A pneumothorax is a collection of air in the space outside the lungs that is trapped within the thorax. This abnormality can occur spontaneously or as the result of trauma. Traumatic pneumothoraces include those resulting from medical interventions such as a transthoracic and transbronchial needle biopsy, central line placement, and positive‐pressure mechanical ventilation. This group is most accurately described as iatrogenic pneumothorax (IP).[1]

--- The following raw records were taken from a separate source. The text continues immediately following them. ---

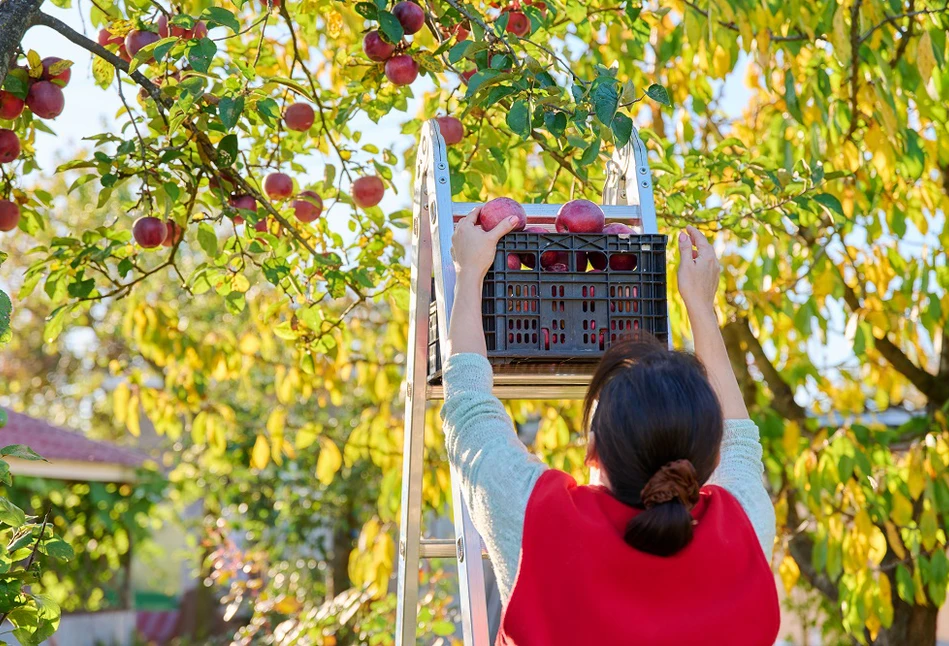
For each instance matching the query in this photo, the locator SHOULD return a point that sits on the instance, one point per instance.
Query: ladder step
(546, 213)
(440, 548)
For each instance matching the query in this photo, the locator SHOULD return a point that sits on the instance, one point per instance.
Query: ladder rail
(415, 403)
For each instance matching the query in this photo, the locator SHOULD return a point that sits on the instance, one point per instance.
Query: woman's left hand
(472, 248)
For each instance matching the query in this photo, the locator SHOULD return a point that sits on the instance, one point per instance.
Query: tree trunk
(914, 625)
(16, 16)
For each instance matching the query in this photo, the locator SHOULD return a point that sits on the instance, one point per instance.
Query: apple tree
(805, 137)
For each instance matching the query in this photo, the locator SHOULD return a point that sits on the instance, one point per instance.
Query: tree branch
(783, 393)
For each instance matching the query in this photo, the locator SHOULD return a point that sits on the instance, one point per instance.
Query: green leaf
(201, 53)
(518, 118)
(590, 154)
(102, 71)
(659, 94)
(605, 101)
(207, 238)
(10, 514)
(622, 129)
(6, 310)
(215, 16)
(390, 27)
(230, 110)
(21, 451)
(790, 96)
(830, 202)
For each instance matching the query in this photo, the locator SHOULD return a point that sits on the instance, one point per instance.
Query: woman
(673, 546)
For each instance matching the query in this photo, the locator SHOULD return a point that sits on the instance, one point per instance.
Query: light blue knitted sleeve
(497, 472)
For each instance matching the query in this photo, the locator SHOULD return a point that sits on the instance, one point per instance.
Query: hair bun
(674, 480)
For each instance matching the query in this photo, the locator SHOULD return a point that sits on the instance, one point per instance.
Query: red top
(579, 583)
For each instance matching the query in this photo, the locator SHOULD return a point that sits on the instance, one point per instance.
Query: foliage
(279, 356)
(25, 541)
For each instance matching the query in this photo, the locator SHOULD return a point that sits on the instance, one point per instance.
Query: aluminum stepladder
(627, 195)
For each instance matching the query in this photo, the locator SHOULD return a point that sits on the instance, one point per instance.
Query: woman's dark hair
(654, 418)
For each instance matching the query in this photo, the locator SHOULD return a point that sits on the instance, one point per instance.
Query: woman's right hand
(698, 272)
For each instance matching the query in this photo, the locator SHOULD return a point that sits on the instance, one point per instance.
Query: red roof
(58, 444)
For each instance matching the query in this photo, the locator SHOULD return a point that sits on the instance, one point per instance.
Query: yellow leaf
(789, 572)
(328, 462)
(133, 416)
(925, 59)
(885, 608)
(120, 401)
(277, 420)
(260, 454)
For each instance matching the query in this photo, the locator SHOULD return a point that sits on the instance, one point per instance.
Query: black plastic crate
(532, 315)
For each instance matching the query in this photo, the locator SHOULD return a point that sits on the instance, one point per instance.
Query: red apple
(61, 79)
(45, 99)
(580, 216)
(278, 186)
(163, 28)
(9, 146)
(518, 23)
(138, 40)
(410, 16)
(368, 191)
(452, 130)
(107, 38)
(375, 48)
(9, 215)
(173, 233)
(308, 206)
(11, 106)
(499, 209)
(149, 231)
(402, 69)
(299, 117)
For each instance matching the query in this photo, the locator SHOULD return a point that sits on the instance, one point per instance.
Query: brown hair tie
(675, 480)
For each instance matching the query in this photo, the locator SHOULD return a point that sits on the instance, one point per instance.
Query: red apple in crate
(368, 191)
(308, 206)
(45, 99)
(9, 146)
(9, 215)
(375, 48)
(501, 208)
(278, 186)
(149, 231)
(580, 216)
(452, 130)
(11, 106)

IP can be an expected complication of many routine thoracic procedures, but it can also occur accidentally during procedures near the lung or thoracic cavity. Some IPs may be asymptomatic and go undiagnosed, or their diagnosis may be delayed.[2] The majority of iatrogenic pneumothoraces will resolve without complications, and patients will not require medical attention. A small percentage can, however, expand and have the potential to develop into a tension pneumothorax causing severe respiratory distress and mediastinal shift.[3, 4]

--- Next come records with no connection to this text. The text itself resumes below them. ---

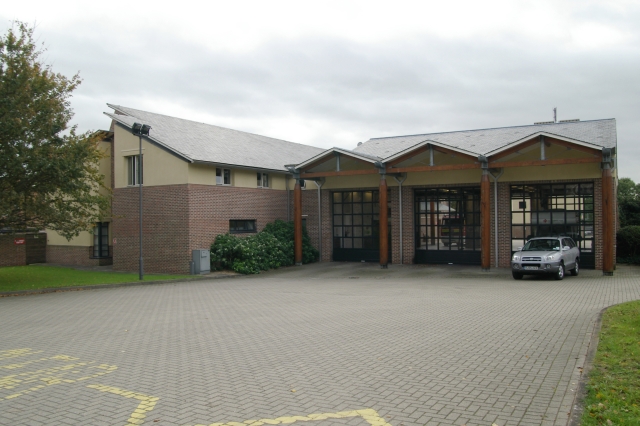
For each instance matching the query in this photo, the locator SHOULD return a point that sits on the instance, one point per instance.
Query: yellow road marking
(52, 376)
(20, 365)
(371, 416)
(15, 353)
(147, 402)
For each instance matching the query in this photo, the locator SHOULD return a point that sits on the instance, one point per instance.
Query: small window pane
(242, 226)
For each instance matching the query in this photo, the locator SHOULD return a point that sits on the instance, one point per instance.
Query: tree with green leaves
(628, 202)
(49, 174)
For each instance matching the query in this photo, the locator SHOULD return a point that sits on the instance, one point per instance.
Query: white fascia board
(151, 138)
(551, 135)
(427, 142)
(240, 166)
(334, 150)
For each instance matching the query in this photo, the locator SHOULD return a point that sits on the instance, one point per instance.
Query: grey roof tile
(600, 133)
(204, 142)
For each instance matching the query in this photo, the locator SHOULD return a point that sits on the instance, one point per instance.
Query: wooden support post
(608, 230)
(297, 223)
(384, 223)
(485, 220)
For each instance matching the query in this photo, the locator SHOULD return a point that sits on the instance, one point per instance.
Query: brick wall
(309, 207)
(34, 250)
(504, 218)
(165, 229)
(211, 208)
(75, 255)
(180, 218)
(11, 254)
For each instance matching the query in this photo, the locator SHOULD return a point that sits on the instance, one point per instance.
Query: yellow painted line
(23, 364)
(16, 353)
(52, 376)
(147, 402)
(371, 416)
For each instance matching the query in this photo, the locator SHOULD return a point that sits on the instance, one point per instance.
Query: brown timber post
(384, 222)
(297, 222)
(608, 230)
(485, 218)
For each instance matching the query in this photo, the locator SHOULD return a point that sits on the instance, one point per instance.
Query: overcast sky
(337, 73)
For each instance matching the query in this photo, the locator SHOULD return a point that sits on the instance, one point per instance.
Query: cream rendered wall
(162, 167)
(204, 174)
(560, 172)
(85, 239)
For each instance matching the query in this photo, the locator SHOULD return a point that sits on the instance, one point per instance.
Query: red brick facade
(310, 210)
(180, 218)
(32, 250)
(10, 253)
(75, 255)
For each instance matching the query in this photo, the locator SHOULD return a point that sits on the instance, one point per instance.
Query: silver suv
(546, 255)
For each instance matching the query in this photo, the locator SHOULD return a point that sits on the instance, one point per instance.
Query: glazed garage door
(551, 210)
(356, 224)
(447, 225)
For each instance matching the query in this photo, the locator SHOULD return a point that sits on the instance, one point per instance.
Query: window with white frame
(263, 180)
(134, 172)
(223, 176)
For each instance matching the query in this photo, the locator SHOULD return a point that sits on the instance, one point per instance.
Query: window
(447, 219)
(263, 180)
(134, 172)
(356, 220)
(101, 239)
(223, 176)
(564, 209)
(242, 226)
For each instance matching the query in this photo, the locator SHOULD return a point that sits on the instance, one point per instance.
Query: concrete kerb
(115, 285)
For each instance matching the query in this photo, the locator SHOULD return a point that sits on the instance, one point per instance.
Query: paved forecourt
(326, 344)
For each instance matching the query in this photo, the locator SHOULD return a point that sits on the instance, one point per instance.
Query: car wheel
(575, 271)
(560, 274)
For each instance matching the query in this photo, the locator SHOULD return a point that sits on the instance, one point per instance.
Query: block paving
(324, 344)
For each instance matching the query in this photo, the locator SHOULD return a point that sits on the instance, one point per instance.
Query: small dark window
(263, 180)
(134, 171)
(101, 239)
(223, 176)
(242, 226)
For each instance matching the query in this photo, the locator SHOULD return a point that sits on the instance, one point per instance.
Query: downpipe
(495, 210)
(404, 177)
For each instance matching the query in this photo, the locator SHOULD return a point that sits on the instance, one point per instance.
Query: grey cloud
(404, 87)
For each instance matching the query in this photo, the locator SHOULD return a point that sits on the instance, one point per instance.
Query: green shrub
(269, 249)
(283, 231)
(628, 245)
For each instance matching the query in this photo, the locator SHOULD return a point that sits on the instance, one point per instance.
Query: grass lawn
(613, 391)
(33, 277)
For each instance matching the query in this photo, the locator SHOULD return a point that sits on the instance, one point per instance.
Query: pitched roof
(200, 142)
(596, 133)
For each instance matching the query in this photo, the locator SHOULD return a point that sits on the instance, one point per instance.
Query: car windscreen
(550, 244)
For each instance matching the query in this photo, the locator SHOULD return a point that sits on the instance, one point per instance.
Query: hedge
(269, 249)
(628, 245)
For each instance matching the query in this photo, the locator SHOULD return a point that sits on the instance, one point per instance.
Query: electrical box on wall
(201, 262)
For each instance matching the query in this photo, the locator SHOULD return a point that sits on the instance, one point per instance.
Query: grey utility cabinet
(201, 262)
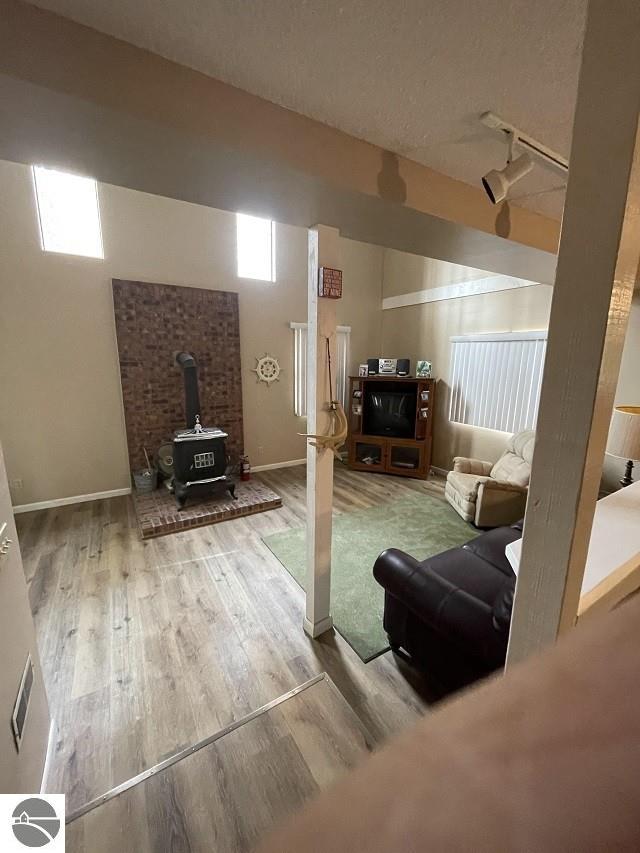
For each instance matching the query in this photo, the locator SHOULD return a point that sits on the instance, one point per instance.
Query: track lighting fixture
(497, 182)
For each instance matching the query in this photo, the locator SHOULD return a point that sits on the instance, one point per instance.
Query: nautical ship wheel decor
(267, 369)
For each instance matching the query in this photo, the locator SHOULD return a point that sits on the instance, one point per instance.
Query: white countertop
(615, 536)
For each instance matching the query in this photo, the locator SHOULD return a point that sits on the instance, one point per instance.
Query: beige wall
(424, 331)
(98, 70)
(405, 273)
(61, 420)
(627, 393)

The incidence of IP ranges from 0.11% with mechanical ventilation to 2.68% with thoracentesis, according to an analysis of 7.5 million uniform hospital discharge abstracts from 2000.5 A 2010 systematic review of 24 studies that included 6605 patients suggested a 6.0% incidence of pneumothorax following thoracentesis.[3] The highest risk of IP is seen with computed tomography (CT)‐guided lung biopsy, with 1 series of 1098 biopsies showing a 42% incidence; chest tube evacuation was required in 12% of these cases.[4] A Veterans Administration study of patient safety indicators from 2001 to 2004 found that risk‐adjusted rates of IP were increasing over time.[6] It is unclear whether this increase is due to increasing numbers of interventional procedures or to better rates of detection. IP poses a considerable cost to the medical system, with safety studies finding that patients with IP will stay in the hospital approximately 4 days longer and incur an additional $17,000 in charges.[7]

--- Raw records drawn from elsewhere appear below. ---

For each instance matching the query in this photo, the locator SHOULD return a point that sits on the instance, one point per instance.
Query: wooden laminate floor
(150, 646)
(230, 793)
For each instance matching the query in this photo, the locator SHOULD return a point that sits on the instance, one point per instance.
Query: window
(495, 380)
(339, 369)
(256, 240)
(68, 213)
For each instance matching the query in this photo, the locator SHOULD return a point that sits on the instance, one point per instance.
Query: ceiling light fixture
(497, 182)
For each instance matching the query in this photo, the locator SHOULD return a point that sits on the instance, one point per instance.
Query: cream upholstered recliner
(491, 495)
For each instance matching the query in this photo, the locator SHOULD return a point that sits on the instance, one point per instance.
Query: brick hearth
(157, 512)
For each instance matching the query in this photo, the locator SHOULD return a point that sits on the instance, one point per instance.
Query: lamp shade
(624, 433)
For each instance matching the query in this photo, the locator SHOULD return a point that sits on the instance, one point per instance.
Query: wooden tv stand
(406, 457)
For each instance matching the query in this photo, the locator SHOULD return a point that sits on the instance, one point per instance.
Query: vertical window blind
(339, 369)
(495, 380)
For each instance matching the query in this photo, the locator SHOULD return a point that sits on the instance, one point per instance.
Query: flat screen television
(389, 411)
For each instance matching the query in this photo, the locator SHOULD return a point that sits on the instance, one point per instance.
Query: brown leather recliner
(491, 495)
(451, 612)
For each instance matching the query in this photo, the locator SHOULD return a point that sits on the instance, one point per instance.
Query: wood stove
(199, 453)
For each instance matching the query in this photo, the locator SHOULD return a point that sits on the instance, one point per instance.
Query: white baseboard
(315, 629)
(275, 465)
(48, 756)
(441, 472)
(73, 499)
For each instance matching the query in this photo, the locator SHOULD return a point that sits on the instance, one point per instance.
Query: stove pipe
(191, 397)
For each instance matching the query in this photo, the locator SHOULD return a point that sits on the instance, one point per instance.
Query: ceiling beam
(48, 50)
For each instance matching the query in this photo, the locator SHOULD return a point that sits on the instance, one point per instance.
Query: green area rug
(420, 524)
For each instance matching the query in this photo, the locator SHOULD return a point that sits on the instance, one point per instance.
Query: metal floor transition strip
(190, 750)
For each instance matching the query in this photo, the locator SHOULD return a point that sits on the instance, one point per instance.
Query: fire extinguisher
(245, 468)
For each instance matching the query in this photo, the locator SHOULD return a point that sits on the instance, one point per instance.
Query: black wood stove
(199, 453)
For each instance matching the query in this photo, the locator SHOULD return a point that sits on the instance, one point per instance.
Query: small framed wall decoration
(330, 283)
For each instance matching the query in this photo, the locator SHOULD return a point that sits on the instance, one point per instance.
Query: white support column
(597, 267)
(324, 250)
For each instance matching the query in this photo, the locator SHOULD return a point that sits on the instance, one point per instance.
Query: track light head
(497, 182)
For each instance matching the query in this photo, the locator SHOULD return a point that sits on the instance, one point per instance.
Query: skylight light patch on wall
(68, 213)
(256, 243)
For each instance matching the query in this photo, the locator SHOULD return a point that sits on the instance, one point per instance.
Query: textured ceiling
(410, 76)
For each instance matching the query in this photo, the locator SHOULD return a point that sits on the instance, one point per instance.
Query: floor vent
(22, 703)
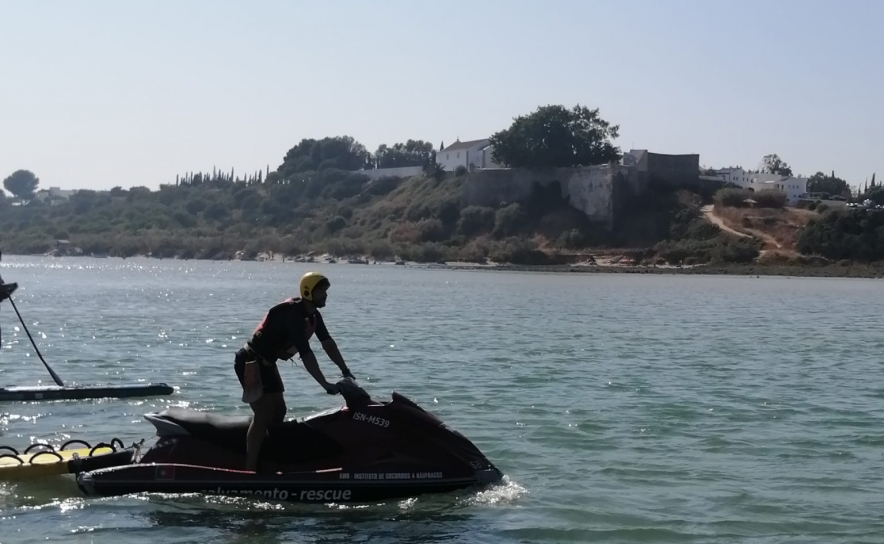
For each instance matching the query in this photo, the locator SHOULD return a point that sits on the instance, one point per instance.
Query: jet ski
(361, 452)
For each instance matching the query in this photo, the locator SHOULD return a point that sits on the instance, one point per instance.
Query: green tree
(22, 183)
(411, 153)
(554, 136)
(340, 152)
(773, 164)
(821, 183)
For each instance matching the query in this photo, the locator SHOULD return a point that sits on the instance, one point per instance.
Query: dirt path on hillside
(710, 216)
(719, 222)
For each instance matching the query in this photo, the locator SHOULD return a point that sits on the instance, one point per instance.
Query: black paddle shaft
(51, 372)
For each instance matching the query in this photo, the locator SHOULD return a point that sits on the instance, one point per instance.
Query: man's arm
(312, 366)
(296, 332)
(330, 347)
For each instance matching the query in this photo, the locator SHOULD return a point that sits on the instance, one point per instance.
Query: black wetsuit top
(285, 330)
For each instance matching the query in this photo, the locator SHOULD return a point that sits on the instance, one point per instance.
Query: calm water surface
(622, 408)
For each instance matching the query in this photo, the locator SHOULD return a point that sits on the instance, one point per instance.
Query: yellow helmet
(309, 282)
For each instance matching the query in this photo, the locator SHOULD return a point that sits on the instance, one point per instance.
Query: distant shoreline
(810, 271)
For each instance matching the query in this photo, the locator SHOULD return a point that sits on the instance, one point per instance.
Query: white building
(734, 175)
(475, 153)
(54, 195)
(794, 187)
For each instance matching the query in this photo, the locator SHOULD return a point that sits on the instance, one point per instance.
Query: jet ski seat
(292, 441)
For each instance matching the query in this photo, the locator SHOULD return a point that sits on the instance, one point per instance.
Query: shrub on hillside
(518, 251)
(731, 198)
(383, 186)
(770, 198)
(427, 252)
(475, 219)
(425, 230)
(508, 220)
(335, 224)
(722, 249)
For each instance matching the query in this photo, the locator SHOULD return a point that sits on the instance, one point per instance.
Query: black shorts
(270, 378)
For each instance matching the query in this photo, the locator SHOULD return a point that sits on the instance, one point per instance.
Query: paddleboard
(42, 460)
(55, 392)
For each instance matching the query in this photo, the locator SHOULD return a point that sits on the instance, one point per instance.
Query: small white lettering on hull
(284, 494)
(379, 421)
(390, 476)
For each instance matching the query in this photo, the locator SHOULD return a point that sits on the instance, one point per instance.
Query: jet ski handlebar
(352, 391)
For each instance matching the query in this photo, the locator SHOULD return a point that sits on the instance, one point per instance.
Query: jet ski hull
(316, 487)
(363, 451)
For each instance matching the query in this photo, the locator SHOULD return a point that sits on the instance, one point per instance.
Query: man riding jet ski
(364, 451)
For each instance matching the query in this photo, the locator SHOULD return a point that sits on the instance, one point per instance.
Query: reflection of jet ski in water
(364, 451)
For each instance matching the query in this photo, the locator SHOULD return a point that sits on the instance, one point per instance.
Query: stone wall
(400, 172)
(601, 192)
(681, 171)
(589, 189)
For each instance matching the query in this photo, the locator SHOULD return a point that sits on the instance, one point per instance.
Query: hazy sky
(95, 94)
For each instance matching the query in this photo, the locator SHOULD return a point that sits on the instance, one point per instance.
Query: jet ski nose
(489, 475)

In addition to this financial burden, the lack of consistency in training and guidelines for management of pneumothorax is thought to add to chest tube‐related complications.[8] In 2001, the American College of Chest Physicians (ACCP) published guidelines for the management of spontaneous pneumothorax that do not specifically address IP.[9] In 2010, the British Thoracic Society (BTS) updated their guidelines and included a brief statement on IP that described a higher incidence for it than for spontaneous pneumothorax and noted its relative ease of management.[10] Despite the lack of specific guidelines dedicated to IPs, common clinical practice is to manage iatrogenic defects in a manner similar to that for spontaneous ones. However, studies have shown that the management of pneumothorax remains diverse and that the adherence to these published guidelines is suboptimal.[10, 11] The BTS guidelines favor needle aspiration as the first‐line treatment,[10] whereas the ACCP recommends drainage with catheters over aspiration.[9]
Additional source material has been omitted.